Cement demand grew 11 per cent year-on-year in the first 10 months of the fiscal, led by a rapid execution in infrastructure projects and strong traction in the real estate and rural affordable housing segments.
Going ahead, the momentum is likely to stay as it is a seasonally strong period for construction activity across regions, it added.

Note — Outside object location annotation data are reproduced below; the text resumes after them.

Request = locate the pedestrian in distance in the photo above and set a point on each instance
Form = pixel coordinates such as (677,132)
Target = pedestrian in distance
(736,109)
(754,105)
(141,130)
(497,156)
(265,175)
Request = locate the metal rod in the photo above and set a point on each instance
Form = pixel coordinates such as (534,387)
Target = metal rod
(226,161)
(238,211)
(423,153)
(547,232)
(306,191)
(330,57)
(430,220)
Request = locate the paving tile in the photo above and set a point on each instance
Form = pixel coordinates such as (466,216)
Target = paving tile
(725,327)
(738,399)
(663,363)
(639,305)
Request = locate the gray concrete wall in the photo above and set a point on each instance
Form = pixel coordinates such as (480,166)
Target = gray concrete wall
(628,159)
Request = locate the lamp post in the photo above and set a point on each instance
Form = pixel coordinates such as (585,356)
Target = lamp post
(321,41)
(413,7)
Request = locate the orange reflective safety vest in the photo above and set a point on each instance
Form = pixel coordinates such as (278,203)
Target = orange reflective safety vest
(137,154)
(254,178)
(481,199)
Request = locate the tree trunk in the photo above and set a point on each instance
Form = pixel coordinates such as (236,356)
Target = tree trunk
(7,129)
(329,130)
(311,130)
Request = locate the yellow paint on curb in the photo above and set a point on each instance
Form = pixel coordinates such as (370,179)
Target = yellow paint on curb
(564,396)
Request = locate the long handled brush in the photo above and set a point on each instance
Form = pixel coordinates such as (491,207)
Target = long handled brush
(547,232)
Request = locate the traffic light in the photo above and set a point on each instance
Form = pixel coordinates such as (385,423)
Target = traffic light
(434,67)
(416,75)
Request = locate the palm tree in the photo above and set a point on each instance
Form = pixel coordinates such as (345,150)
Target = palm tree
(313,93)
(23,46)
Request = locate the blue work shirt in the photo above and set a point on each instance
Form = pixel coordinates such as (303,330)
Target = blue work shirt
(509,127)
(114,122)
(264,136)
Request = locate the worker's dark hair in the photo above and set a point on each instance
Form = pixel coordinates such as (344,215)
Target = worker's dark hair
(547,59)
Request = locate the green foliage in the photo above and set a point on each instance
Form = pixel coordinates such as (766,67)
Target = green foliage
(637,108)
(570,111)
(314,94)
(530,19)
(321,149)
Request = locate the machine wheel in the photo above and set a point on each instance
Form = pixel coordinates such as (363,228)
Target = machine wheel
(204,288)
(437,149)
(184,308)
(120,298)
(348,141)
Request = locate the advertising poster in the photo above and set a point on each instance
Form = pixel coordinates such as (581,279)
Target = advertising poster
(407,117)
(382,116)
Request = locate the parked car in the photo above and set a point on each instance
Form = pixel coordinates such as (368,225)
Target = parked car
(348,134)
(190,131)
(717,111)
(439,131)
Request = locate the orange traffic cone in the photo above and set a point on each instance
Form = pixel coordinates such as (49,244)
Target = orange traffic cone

Next fiscal would again see the infrastructure and affordable rural housing segments propelling growth. The highest traction is expected from roads, where the total outlay for the Ministry of Road Transport and Highways and the National Highways Authority of India has risen 25 per cent and 14 per cent.
The outlay for affordable rural housing under the Pradhan Mantri Awas Yojana – Gramin has also grown 12 per cent in a pre-election year.
Hetal Gandhi, Director (Research), Crisil Market Intelligence and Analytics, said strong demand is likely to lead to incremental sales volume of 30-35 million tonnes in FY’24, after a cumulative rise of 68 million tonnes over FY’22 and FY’23.
This translates into demand growth of 30 per cent since FY’21, taking the total volume to 425 million tonnes in FY’24. Demand growth is likely to be starker in the central and eastern regions, which account for over 80 per cent of PMAY-G construction, said Gandhi.